L’auteur insiste d’ailleurs bien sur le terme de névrose, le vacillement de l’identité étant une conséquence de l’insécurité sociale du valet : « Those of us who enjoy private incomes, however small, or the affluence of relations, cannot know the insecurity which haunts those who have no money and no refuge. Servants who are completely dependent on their employers for home and wages, who can be ordered to work at any time, and whose environment can be shattered by a broken teapot or a spurt of temper, develop neuroses of their own. Though a servant may be quite fond of her master, she may unconsciously try to worry or irritate him in order to depress him. Her fads and fancies, her fits of sulks, her huffiness and quickness to take offence are all the result of a hidden urge to compensate for the inequality of status. It is the only way she knows of getting on the same level. » (Maugham 2000 : 23)
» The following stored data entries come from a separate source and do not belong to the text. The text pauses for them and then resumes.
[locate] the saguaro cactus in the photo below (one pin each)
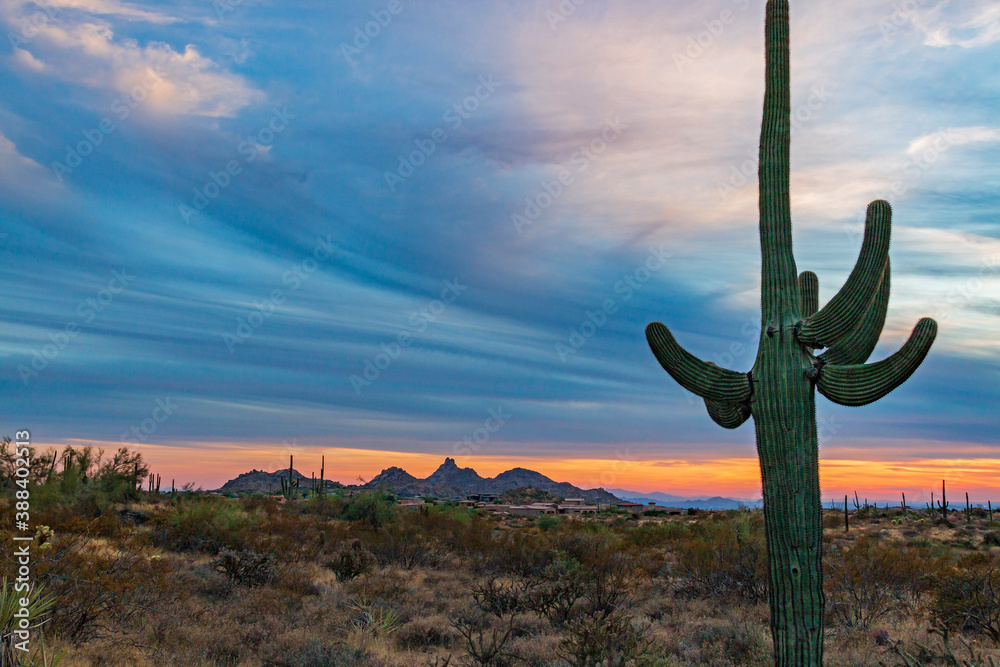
(779, 392)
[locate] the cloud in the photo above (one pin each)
(965, 24)
(20, 174)
(953, 136)
(81, 49)
(116, 9)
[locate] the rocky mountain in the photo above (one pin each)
(450, 481)
(259, 481)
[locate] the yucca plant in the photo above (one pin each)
(10, 624)
(779, 392)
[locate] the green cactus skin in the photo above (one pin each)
(779, 393)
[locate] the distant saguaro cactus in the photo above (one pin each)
(779, 393)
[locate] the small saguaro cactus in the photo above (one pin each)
(779, 392)
(943, 503)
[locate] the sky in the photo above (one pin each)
(389, 232)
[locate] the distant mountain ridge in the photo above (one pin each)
(259, 481)
(713, 503)
(449, 481)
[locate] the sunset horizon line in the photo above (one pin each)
(736, 477)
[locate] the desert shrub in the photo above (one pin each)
(259, 502)
(373, 618)
(651, 535)
(316, 653)
(549, 522)
(614, 640)
(374, 509)
(733, 643)
(37, 608)
(386, 585)
(515, 552)
(873, 579)
(560, 588)
(224, 651)
(725, 556)
(351, 560)
(401, 544)
(101, 586)
(486, 639)
(208, 524)
(941, 654)
(500, 598)
(426, 631)
(246, 567)
(969, 599)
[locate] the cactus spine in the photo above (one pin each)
(779, 392)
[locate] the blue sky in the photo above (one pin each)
(235, 208)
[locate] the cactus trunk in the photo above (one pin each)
(780, 391)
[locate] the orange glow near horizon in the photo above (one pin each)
(209, 465)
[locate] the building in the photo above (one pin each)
(535, 509)
(629, 506)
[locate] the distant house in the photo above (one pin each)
(577, 508)
(535, 509)
(629, 506)
(653, 507)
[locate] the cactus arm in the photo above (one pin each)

Il est aussi très fier de faire visiter la maison rénovée à Susan alors que la décoration est l’œuvre de Barrett, autre preuve de sa fatuité. Le film semble montrer qu’il existe néanmoins une différence entre les générations de l’Establishment car Susan et Tony font preuve d’une certaine ironie, du moins un air amusé, envers l’oncle et la tante dont les références paraissent moyenâgeuses (ils confondent les cowboys et les ponchos qui pour eux sont des « cloaks »). Au départ, Susan rit à l’idée que Tony ait un majordome car l’idée même d’un domestique lui paraît anachronique. Ils restent cependant tous deux très marqués par des réflexes de classe.
Pour plus de détails sur cette forme de névrose qui atteint parfois le héros issu de la classe ouvrière, voir Marin-Lamellet (2011 : 270-284).
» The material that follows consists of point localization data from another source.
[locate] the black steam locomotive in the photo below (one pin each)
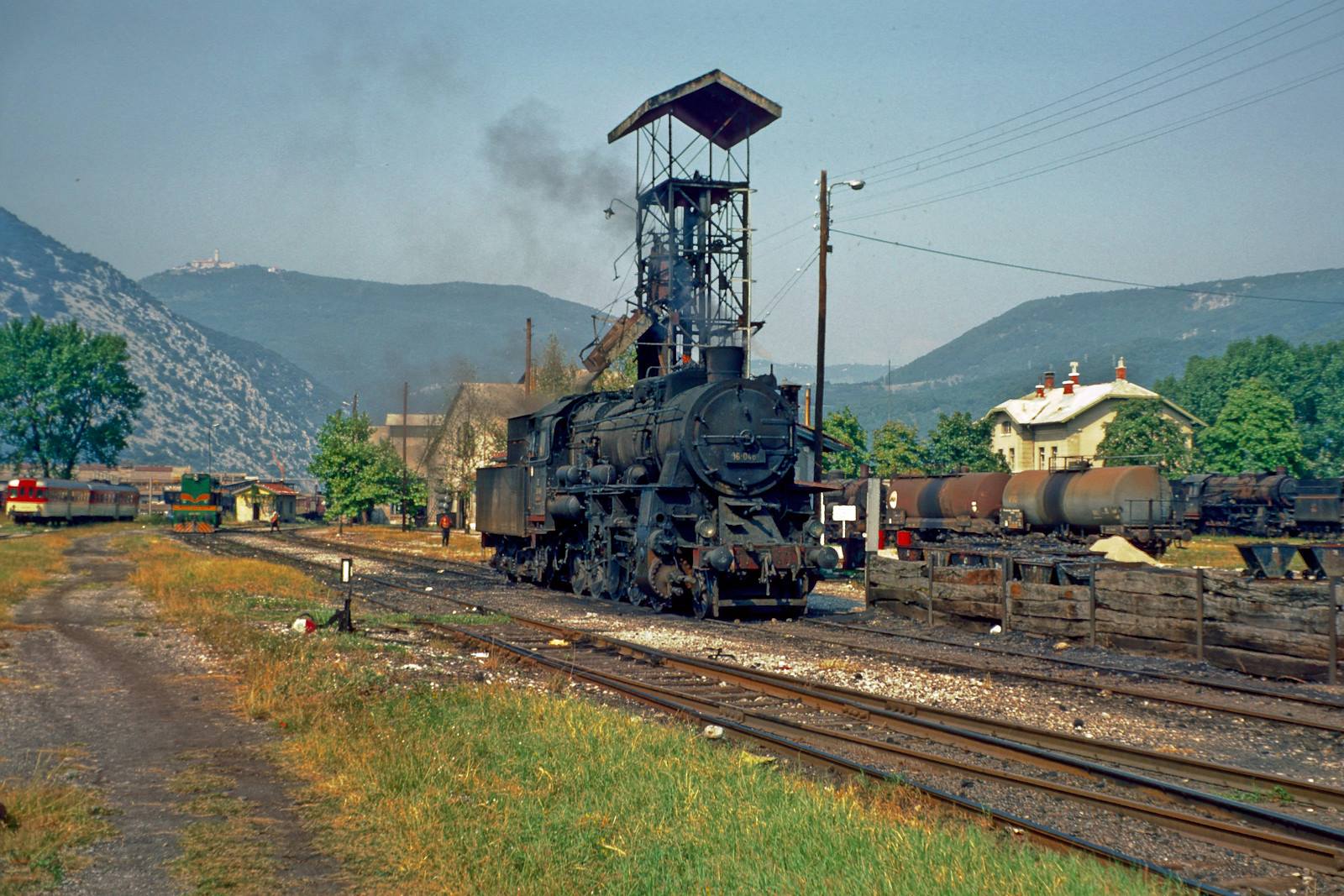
(678, 493)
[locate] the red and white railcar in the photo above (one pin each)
(69, 501)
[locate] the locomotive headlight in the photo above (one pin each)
(824, 558)
(721, 558)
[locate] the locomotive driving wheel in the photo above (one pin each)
(702, 600)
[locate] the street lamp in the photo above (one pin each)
(824, 197)
(210, 454)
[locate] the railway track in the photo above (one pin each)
(1231, 687)
(813, 720)
(1288, 716)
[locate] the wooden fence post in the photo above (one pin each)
(1092, 606)
(929, 564)
(1005, 584)
(1200, 614)
(1332, 631)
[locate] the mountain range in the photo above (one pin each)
(194, 376)
(1153, 329)
(367, 338)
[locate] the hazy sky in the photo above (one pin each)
(437, 141)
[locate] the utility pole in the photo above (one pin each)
(528, 364)
(824, 197)
(407, 398)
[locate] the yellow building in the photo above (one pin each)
(1062, 425)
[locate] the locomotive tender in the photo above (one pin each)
(54, 501)
(675, 493)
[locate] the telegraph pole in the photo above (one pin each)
(407, 398)
(824, 197)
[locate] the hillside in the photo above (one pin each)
(192, 375)
(363, 336)
(1155, 331)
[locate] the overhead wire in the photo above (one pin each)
(1079, 93)
(1003, 139)
(1116, 145)
(1126, 114)
(1089, 277)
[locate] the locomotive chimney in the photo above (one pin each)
(723, 363)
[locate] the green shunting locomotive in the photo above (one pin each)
(197, 508)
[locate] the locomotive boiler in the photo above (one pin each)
(675, 493)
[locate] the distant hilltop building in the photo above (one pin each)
(1057, 426)
(208, 264)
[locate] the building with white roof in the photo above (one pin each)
(1057, 426)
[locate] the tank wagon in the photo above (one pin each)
(678, 493)
(1079, 504)
(54, 501)
(197, 506)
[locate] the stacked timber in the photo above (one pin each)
(1268, 627)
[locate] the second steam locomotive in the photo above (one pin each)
(676, 493)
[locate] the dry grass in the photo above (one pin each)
(29, 564)
(228, 851)
(491, 789)
(47, 819)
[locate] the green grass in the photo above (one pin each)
(488, 789)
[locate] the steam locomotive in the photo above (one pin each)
(676, 493)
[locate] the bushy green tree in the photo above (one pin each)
(960, 443)
(1254, 432)
(843, 425)
(895, 449)
(66, 396)
(554, 374)
(1140, 434)
(1310, 376)
(356, 472)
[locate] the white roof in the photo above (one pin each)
(1058, 407)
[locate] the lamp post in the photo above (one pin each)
(210, 454)
(817, 396)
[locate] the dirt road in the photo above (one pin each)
(144, 714)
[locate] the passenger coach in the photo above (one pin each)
(69, 501)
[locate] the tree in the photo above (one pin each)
(960, 443)
(895, 449)
(1254, 432)
(358, 473)
(554, 375)
(1140, 434)
(66, 396)
(844, 426)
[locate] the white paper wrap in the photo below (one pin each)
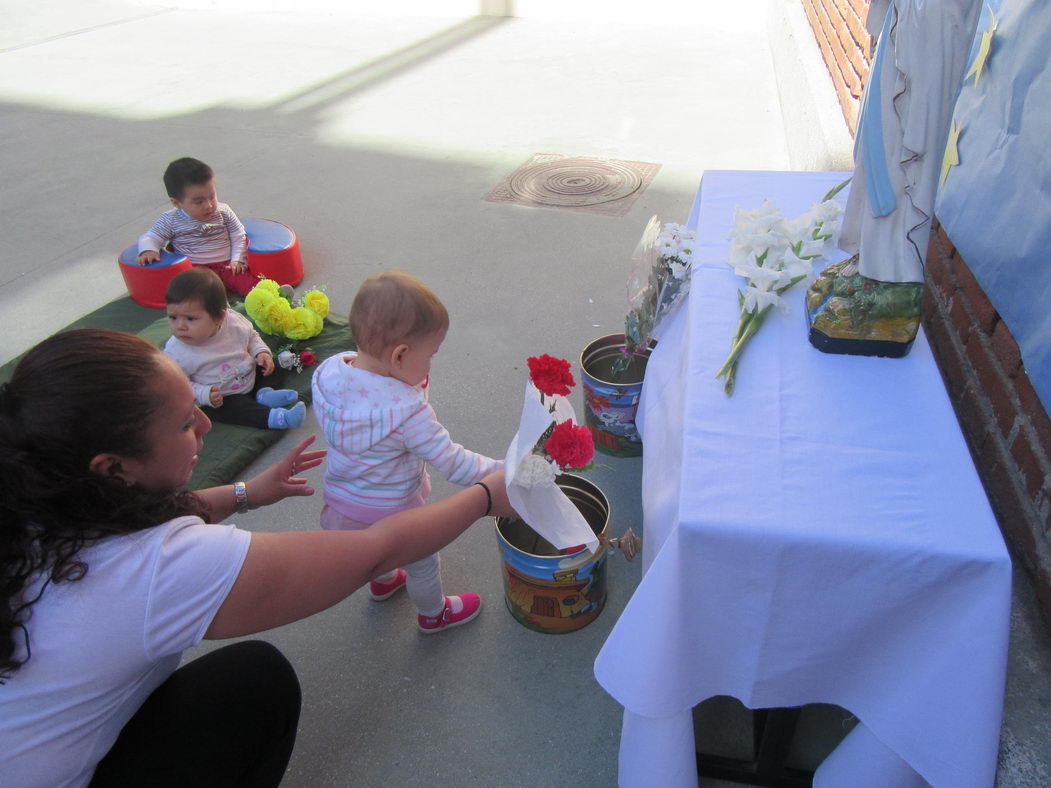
(544, 507)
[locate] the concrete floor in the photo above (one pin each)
(375, 132)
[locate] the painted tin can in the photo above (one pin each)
(553, 591)
(610, 408)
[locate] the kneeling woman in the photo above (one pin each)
(108, 572)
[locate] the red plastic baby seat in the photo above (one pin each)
(147, 284)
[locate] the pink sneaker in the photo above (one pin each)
(458, 610)
(380, 591)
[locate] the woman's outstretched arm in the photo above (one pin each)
(279, 481)
(289, 576)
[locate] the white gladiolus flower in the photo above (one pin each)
(535, 471)
(758, 298)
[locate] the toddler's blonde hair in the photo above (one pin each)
(392, 308)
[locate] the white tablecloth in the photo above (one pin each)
(819, 537)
La ‘novella’ donne davantage d’explications au sujet de la relation intime, une fois de plus ambiguë, établie avec le père de Vera et permet au narrateur de conclure : « Don’t you see in each case he destroys his victims from within? He helps them destroy themselves by serving their particular weakness. In Vera’s case it was lust. In her father’s case it was avarice. In your case it began by being plain love of comfort. » (Maugham 2000 : 67-68, 72)
Dans la ‘novella’, Barrett est comparé à une réincarnation de Svengali, le héros maléfique du roman Trilby de George Du Maurier (1895). Dans le film, on pense aussi au couple de domestiques de The Turn of the Screw (Henry James, 1898).
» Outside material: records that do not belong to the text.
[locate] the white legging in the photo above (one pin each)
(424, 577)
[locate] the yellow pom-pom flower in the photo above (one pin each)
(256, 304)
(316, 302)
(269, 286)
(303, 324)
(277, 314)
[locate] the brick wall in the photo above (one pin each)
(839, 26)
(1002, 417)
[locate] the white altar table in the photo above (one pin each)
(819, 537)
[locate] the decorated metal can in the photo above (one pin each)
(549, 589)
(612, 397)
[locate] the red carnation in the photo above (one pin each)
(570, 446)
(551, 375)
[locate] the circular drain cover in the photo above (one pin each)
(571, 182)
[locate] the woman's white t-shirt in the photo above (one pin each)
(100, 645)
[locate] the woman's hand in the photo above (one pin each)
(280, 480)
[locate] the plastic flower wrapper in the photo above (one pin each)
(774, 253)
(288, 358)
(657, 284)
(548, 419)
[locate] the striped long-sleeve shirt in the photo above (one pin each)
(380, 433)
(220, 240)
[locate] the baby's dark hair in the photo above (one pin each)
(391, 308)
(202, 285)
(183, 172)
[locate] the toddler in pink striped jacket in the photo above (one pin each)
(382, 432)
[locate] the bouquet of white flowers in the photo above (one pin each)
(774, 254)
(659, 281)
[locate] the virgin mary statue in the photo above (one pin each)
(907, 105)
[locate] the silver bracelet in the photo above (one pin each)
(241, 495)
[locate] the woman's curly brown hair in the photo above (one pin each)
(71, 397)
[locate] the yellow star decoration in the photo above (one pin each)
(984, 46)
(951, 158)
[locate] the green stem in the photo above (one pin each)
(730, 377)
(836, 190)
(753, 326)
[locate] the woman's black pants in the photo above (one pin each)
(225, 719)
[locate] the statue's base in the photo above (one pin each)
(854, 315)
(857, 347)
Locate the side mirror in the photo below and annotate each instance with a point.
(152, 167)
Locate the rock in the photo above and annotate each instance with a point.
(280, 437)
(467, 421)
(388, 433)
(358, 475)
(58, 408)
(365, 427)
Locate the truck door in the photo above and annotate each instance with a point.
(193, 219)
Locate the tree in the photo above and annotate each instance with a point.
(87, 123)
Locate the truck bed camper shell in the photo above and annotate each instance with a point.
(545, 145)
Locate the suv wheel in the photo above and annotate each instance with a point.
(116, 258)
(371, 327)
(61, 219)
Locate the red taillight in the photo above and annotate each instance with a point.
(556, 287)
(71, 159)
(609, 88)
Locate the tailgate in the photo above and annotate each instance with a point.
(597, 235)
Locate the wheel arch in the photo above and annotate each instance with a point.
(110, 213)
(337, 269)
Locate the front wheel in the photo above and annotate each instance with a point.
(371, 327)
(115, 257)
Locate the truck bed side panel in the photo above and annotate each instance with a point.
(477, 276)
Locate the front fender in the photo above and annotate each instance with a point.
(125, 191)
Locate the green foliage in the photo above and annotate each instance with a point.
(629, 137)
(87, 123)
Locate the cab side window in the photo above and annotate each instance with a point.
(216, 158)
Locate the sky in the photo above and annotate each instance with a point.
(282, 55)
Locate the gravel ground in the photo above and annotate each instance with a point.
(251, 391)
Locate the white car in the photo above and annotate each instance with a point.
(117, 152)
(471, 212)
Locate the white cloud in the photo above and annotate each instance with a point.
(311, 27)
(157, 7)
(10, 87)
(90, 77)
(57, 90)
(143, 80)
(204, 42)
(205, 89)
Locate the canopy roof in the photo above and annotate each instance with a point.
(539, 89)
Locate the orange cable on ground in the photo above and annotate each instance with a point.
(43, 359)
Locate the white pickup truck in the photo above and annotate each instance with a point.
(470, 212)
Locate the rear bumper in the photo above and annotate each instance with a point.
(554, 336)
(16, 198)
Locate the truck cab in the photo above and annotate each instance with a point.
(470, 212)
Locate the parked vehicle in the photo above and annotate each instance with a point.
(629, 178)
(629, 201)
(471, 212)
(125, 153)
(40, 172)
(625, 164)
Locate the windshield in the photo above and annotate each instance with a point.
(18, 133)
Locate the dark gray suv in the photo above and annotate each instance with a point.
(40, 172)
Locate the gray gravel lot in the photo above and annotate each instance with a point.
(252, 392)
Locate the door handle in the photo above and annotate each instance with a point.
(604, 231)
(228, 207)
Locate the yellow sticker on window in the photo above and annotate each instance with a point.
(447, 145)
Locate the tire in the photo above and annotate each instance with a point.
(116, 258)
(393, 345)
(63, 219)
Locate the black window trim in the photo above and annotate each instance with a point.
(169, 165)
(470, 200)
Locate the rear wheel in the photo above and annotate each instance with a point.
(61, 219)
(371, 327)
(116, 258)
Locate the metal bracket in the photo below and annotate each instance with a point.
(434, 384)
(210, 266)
On remarque qu’à chaque fois que Tony essaie de s’extirper de son emprise, Barrett le tente avec de l’alcool pour reprendre le contrôle de la situation en véritable dealer qui pousse à la consommation (dans la scène du pub, il lui paie même un verre de scotch ; dans le dernier acte, la répétition du mot « sip » marque la déchéance finale de Tony qui plonge définitivement dans l’alcoolisme en se resservant immédiatement un autre verre).
« It is tempting to interpret the film’s confused and chaotic ending, with Tony having sunk to the lowest depths at the hands of the manipulative, evil Barratt [sic], as a reactionary plea for [emphasis in original] the certainties of class boundaries. If the servant becomes master, the film argues, the result is chaos. » (Street 2001 : 89)
Références respectivement empruntées à Binh/Pilard (2000 : 8), Bradshaw (2013), Macnab (2013), Palmer/Riley (2010 : 42), Sargeant (2011 : 71), Gardner (2015 : 1) et Durgnat (1971 : 206), Palmer/Riley (2010 : 15). Joseph Losey était d’ailleurs conscient voire amusé de ce statut d’expatrié/outsider qui lui permit selon lui d’avoir la distance critique nécessaire pour mener à bien l’étude à caractère sociologique de ses films européens (Palmer/Riley 2010 : 2 ; Ciment 2009 : 481).